Sergei Prokofiev (1891-1953)
Overture on Hebrew Themes, Op. 34, 1919
Sergei Prokofiev has proven to be one of the great 20th century composers with outstanding masterworks in nearly every genre from opera, ballet and symphonies to chamber works, music for children (e.g. Peter and the Wolf) and numerous virtuosic works featuring the piano highlighting his own abilities as a concert pianist. Spending most of his life in Russia and the Soviet Union, Prokofiev spent nearly two decades living aboard beginning with a short, financially and professional unsuccessful sojourn in the United States from August 1918 through April 1920. While living in America, Prokofiev was commissioned by an ensemble of Russian Jewish immigrants called Zimro for some new music to be based on themes from a notebook of Jewish folksongs and scored for their specific ensemble: clarinet, string quartet and piano. At first resisting, Prokofiev accepted the commission and quickly completed a ten-minute overture that he debuted as pianist with Zimro in 1920. While Prokofiev remained rather unimpressed with the work (which he later orchestrated), the Overture on Hebrew Themes has remained one of his most cherished chamber compositions.

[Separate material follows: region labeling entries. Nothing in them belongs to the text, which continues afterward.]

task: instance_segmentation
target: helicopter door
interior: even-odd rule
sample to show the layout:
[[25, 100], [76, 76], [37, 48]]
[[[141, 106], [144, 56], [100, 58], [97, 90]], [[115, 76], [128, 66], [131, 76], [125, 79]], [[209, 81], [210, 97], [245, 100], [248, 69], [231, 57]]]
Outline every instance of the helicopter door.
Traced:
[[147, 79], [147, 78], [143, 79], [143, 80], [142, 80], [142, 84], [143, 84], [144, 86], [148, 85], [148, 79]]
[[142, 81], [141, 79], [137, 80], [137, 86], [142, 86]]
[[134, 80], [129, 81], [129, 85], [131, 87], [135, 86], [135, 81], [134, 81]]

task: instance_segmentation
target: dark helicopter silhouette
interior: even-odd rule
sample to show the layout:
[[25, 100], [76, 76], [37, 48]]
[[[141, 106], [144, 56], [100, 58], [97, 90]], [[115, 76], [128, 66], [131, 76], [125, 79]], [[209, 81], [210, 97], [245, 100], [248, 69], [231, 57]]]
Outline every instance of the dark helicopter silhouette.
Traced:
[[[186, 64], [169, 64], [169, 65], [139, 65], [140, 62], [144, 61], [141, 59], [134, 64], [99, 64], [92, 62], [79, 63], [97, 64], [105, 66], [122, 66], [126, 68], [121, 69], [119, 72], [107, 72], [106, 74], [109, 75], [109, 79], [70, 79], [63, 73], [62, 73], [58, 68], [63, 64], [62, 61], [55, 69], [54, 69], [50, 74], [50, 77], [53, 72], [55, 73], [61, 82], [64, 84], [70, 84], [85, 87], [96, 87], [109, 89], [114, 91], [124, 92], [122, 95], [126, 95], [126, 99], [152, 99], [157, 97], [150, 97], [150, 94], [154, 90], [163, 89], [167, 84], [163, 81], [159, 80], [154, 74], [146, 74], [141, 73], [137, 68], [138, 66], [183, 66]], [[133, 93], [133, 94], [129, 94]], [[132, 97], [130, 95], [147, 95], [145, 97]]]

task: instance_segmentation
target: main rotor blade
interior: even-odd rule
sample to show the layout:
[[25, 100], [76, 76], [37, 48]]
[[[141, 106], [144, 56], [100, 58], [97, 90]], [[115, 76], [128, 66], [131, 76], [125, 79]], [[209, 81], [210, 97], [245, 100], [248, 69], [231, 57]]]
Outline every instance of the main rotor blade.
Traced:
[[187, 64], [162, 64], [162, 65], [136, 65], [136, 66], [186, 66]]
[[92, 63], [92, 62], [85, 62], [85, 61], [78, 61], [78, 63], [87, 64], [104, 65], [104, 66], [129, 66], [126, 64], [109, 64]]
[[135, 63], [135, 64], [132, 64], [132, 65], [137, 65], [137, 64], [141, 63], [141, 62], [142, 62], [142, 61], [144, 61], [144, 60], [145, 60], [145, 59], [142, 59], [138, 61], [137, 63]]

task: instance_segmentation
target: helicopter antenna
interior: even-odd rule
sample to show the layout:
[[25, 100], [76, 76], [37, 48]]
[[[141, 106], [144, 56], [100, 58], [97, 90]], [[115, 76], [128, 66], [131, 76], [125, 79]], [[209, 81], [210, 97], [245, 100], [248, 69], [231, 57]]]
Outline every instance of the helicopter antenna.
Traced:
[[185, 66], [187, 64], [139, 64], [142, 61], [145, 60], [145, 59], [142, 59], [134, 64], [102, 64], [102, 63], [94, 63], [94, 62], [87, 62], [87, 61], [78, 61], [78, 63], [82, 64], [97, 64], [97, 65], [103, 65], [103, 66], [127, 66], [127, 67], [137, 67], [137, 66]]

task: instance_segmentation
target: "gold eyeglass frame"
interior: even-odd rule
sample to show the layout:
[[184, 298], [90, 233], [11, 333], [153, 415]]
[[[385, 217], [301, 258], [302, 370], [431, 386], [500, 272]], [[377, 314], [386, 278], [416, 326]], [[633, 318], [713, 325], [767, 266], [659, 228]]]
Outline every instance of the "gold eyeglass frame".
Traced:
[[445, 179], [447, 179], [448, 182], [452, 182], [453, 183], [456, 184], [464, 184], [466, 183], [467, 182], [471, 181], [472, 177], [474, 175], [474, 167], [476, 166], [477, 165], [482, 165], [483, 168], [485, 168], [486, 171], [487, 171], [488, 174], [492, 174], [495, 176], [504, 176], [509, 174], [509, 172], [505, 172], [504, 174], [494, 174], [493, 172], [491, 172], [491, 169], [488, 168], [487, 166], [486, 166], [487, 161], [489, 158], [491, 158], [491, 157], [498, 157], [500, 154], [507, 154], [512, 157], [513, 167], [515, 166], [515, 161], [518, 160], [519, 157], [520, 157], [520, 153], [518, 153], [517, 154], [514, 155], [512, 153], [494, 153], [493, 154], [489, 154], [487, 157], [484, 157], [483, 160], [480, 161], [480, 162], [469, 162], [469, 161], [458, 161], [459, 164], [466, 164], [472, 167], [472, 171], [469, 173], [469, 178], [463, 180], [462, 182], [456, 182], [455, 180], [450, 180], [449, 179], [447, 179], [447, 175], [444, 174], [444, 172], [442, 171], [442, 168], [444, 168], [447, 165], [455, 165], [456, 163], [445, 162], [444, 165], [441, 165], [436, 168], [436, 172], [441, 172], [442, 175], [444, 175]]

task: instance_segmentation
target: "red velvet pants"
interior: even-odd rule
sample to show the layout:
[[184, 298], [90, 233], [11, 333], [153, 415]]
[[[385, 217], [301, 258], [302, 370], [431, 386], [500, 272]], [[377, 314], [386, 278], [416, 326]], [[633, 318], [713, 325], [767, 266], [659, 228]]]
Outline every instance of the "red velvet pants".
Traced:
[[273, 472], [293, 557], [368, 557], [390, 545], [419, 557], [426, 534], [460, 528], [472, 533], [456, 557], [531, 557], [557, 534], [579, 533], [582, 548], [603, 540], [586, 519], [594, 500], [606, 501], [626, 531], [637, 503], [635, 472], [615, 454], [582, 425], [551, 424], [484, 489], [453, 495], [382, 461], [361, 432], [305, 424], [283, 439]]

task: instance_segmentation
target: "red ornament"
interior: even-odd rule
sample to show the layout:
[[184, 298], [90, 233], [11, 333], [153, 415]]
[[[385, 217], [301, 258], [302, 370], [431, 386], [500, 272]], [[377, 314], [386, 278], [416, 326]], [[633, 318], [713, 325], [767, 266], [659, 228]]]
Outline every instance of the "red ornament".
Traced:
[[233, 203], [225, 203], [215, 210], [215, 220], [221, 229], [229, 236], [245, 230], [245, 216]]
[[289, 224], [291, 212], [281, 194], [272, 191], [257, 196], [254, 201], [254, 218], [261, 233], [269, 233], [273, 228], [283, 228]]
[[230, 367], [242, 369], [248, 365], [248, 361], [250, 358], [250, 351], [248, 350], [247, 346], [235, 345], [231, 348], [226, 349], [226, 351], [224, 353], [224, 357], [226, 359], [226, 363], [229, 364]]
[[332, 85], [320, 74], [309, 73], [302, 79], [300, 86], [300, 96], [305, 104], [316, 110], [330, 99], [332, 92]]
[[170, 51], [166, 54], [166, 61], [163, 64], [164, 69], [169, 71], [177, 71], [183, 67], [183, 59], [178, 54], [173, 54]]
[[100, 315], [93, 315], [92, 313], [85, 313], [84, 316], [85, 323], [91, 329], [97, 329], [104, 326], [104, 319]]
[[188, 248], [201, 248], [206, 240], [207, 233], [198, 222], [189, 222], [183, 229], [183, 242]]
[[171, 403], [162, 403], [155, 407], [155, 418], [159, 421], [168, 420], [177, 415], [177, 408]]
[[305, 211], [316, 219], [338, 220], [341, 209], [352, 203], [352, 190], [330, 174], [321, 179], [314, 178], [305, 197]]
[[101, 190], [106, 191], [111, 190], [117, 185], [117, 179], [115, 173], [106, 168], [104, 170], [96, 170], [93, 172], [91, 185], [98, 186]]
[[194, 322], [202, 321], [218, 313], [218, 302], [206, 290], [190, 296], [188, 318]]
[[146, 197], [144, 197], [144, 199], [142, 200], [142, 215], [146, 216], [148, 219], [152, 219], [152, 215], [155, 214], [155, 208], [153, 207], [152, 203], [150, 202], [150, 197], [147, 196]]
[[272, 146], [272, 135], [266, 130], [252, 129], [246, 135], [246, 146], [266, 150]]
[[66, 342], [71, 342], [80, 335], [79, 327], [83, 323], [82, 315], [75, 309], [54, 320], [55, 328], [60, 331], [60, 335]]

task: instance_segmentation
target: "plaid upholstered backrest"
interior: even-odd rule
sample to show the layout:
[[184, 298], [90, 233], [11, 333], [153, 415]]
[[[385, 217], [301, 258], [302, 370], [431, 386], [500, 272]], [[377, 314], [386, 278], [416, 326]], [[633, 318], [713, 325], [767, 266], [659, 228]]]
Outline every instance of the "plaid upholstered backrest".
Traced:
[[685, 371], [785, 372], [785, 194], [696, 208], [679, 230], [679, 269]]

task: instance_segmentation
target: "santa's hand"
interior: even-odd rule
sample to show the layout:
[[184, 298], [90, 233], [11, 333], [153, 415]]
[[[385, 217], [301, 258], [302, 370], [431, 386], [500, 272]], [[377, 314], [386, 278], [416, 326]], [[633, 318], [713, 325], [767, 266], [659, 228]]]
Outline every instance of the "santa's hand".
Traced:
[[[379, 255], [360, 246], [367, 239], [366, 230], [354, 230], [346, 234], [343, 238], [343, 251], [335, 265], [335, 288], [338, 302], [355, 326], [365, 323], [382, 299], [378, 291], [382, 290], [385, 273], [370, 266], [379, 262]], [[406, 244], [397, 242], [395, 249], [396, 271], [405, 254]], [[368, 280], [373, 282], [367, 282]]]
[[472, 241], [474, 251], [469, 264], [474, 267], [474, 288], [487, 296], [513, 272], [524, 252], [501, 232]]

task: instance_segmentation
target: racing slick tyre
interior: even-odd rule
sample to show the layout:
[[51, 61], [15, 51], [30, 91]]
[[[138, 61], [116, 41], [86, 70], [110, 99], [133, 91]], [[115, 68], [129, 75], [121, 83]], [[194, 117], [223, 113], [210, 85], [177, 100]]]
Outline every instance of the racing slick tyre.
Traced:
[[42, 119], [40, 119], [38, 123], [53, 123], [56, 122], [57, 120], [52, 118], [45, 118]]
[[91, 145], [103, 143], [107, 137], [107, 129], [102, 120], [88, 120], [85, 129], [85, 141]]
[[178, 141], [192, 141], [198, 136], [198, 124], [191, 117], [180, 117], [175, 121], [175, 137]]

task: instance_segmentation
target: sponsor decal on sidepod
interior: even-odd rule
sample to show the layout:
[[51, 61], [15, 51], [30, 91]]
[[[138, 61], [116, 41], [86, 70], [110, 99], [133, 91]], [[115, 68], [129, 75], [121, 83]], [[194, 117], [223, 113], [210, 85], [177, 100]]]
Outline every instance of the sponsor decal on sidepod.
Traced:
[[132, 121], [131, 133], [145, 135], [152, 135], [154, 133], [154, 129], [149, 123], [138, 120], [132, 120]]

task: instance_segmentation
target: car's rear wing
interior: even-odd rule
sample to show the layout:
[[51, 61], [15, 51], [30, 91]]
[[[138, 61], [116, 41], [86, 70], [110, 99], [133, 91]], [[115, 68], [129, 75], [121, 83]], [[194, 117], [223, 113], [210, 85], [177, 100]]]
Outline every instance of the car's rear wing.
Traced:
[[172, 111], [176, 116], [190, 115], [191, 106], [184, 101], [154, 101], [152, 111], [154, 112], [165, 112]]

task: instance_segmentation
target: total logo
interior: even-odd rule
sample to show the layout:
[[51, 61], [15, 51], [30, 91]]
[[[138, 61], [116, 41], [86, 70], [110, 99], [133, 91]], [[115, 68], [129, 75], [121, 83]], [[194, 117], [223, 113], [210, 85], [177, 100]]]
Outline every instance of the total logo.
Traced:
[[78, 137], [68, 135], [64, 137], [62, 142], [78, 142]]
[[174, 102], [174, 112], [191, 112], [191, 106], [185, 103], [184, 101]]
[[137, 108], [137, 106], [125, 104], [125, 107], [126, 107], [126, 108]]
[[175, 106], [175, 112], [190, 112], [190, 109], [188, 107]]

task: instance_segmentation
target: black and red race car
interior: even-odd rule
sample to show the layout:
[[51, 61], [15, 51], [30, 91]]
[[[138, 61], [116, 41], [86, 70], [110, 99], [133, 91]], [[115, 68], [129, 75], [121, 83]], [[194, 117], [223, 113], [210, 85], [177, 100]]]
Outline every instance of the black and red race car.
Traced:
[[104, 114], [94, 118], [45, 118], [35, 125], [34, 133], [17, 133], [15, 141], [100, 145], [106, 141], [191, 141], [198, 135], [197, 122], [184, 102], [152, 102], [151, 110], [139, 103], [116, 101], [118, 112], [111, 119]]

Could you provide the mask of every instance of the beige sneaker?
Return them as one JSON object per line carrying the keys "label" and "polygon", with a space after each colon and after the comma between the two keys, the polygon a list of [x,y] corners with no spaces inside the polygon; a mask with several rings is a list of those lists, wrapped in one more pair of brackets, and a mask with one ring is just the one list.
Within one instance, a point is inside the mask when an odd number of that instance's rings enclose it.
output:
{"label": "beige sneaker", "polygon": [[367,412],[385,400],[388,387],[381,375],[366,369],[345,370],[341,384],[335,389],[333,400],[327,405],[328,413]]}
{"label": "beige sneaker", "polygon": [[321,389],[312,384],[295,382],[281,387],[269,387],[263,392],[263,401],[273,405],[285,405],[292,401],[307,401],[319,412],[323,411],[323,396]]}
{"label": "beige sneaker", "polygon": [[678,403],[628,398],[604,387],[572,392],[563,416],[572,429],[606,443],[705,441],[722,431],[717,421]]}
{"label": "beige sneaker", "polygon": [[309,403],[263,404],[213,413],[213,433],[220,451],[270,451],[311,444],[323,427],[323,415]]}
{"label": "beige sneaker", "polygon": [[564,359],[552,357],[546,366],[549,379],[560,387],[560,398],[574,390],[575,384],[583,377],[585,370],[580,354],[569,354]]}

The early decades of the 20th century witnessed a profound migration of Eastern European Jews to the United States bringing the Ashkenazic, Yiddish "shtetl" (i.e. village) culture particularly to the New York boroughs. One of the Yiddish words for an itinerant professional musician was klezmer and during a much later renaissance of the related Yiddish or Jewish musical culture in the mid 1970's, the genre acquired the title Klezmer Music, an equally apt title for Prokofiev's piece. The instrumental dance music of Eastern European Jewry spans a long tradition over hundreds of years incorporating influences from Russian, Greece, Turkey, Bulgaria, Romania and the Gypsies ultimately rooted in the chanting of the Torah by synagogue cantors. The music is famous for its blend of melancholy joy ("laughing through the tears") characterized by exotic scales, piquant rhythms and expressive "cantillations" improvised on prominent solo instruments like the clarinet and the fiddle. All of these elements feature prominently in Prokofiev's Overture. In addition, the mesmerizing piano figurations in the slower, lyrical sections undoubtedly mimic the hammered dulcimer or tsimbl, another characteristic instrument in the traditional Klezmer ensemble.